Small nonprofits face significant challenges incorporating artificial intelligence into their fundraising efforts. Many organizations lack the technical expertise, budget, or resources to explore AI tools that could enhance their donor engagement and fundraising strategies. Without accessible, user-friendly AI solutions, these nonprofits miss opportunities to streamline their fundraising communications, personalize donor outreach, and optimize their limited resources. There’s a clear need for straightforward demonstrations that show nonprofit professionals how AI can be practically applied to their fundraising work—without requiring advanced technical skills or expensive software investments.

The Description

This five-minute screen capture video demonstrates how nonprofits can use Party Rock by AWS AI as a practical fundraising tool. Party Rock is Amazon Web Services’ no-code platform that allows users to build AI-powered applications (called “apps”) using simple, conversational prompts—no programming experience required. Users can create custom AI assistants that help with specific tasks by simply describing what they want the app to do in plain language.

The video provides a step-by-step walkthrough showing how nonprofit professionals can use Party Rock to support their fundraising activities. The screen capture format allows viewers to see exactly how to navigate the platform, create an AI application, and apply it to real-world fundraising scenarios such as drafting donor communications, generating campaign ideas, or personalizing outreach messages. This demonstration bridges the gap between AI technology and practical nonprofit application, making advanced tools accessible to organizations with limited technical resources.

Training Metrics Dashboard

 

The Problem

Senior leadership needed visibility into the training department’s performance and strategic value. As the organization scaled its healthcare technology solutions across 1,100+ facilities, there was a critical need to demonstrate that the Education & Training Services department could deliver high-quality learning experiences while efficiently managing resources. Leadership required data-driven evidence that training operations could scale without compromising learner satisfaction or operational efficiency.

Description

I developed and implemented a comprehensive metrics reporting system that provided quarterly snapshots of departmental performance across instructional design, eLearning delivery, and facilitation operations. This Q2 2017 dashboard showcased our ability to maintain exceptional quality at scale, with key achievements including:

Customer Satisfaction & Quality: Achieved 93% satisfaction rate (Very Satisfied and Satisfied) for eLearning modules, with learners specifically citing the visual, interactive, and easy-to-use nature of our training as top strengths.

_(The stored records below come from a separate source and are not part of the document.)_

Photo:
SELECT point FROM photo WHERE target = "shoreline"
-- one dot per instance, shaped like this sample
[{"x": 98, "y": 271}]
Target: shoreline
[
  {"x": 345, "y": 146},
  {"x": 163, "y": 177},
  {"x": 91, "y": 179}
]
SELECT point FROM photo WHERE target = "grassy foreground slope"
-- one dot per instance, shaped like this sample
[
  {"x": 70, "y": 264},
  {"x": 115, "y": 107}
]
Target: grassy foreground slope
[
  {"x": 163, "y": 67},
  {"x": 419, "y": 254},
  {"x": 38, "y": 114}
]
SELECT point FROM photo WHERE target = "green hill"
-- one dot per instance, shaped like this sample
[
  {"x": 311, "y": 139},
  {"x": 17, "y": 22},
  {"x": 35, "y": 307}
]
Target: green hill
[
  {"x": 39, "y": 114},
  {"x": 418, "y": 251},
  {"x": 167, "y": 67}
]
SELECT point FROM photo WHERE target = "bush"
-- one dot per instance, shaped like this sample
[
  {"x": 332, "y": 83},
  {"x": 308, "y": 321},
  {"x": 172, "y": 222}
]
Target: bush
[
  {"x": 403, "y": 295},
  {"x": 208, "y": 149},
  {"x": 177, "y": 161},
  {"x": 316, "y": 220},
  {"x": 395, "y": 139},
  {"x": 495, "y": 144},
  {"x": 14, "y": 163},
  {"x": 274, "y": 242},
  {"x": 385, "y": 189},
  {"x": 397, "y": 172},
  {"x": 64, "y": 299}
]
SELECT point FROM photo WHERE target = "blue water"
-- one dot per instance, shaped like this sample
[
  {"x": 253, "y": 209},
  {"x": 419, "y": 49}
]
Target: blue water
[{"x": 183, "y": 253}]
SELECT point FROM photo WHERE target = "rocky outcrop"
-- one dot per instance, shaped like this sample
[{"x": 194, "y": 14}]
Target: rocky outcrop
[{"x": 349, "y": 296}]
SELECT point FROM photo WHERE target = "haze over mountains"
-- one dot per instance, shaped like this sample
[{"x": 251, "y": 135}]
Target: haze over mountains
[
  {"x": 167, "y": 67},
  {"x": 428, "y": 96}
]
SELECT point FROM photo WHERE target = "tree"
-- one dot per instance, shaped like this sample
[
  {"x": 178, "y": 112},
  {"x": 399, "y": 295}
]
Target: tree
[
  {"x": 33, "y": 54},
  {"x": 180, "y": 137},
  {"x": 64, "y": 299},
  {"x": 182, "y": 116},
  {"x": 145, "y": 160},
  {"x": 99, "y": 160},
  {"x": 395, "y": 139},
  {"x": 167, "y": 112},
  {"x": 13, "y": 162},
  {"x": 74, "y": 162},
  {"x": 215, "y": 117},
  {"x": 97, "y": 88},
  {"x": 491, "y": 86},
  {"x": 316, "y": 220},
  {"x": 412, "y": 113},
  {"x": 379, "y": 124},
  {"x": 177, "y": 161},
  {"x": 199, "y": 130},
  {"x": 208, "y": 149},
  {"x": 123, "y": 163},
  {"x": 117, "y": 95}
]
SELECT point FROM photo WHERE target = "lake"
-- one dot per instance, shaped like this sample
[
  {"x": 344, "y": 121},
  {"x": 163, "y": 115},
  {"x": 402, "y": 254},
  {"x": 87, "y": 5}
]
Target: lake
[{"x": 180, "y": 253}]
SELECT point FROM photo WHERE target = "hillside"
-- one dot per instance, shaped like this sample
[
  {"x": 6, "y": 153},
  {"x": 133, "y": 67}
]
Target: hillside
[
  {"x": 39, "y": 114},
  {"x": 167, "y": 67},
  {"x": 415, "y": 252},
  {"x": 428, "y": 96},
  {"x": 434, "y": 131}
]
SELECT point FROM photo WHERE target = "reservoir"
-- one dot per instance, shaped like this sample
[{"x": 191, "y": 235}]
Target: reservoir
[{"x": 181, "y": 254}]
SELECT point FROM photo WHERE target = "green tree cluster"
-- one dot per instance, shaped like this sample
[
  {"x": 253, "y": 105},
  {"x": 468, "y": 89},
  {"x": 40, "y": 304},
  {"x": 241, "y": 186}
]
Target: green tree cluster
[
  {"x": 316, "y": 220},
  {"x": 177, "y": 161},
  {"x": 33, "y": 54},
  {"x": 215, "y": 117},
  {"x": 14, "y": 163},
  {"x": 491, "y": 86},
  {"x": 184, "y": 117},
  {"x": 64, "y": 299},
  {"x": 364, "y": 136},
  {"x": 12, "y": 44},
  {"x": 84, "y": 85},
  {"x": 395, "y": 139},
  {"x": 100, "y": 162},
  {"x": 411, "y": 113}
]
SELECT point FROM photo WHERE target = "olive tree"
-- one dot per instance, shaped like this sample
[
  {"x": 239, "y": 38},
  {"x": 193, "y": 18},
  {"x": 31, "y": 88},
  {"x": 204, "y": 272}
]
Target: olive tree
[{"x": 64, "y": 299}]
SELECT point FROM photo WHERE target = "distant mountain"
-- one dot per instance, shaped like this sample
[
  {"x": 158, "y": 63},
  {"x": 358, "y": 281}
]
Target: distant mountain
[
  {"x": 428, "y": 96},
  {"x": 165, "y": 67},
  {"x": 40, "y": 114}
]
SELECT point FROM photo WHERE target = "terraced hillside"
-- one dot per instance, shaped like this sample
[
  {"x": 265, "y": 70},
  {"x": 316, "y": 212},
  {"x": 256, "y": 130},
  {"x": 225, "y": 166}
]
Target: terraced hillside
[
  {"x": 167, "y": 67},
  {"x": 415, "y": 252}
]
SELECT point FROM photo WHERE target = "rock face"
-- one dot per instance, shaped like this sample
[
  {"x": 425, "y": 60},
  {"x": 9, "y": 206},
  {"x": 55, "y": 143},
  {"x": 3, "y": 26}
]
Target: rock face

Scale & Reach: The training department delivered 64,500 course completions to 26,000 unique learners across 1,100 facilities through our partnership with HealthStream, demonstrating significant market penetration with major healthcare systems including Ascension, Kettering Health Network, and Tenet HealthCare Corporation.

Growth in Facilitation: Attendance increased to 536 learners in Q2 2017 (up from 452 in Q1), with facilitation hours reaching 1,300 hours—a 24% increase quarter-over-quarter. This growth was achieved while maintaining the 40% facilitation goal and strategically balancing instructor time across facilitation, course development, and customer support.

Resource Optimization: The metrics demonstrated effective resource allocation, with instructional design team maintaining 79% focus on course development (exceeding the 70% goal) while supporting multiple product lines (Medication Adherence, Supply, MTS, OptiFlex, and IMS).

This transparent, data-driven approach to reporting established credibility with senior leadership and provided the foundation for strategic resource planning and investment decisions in training operations.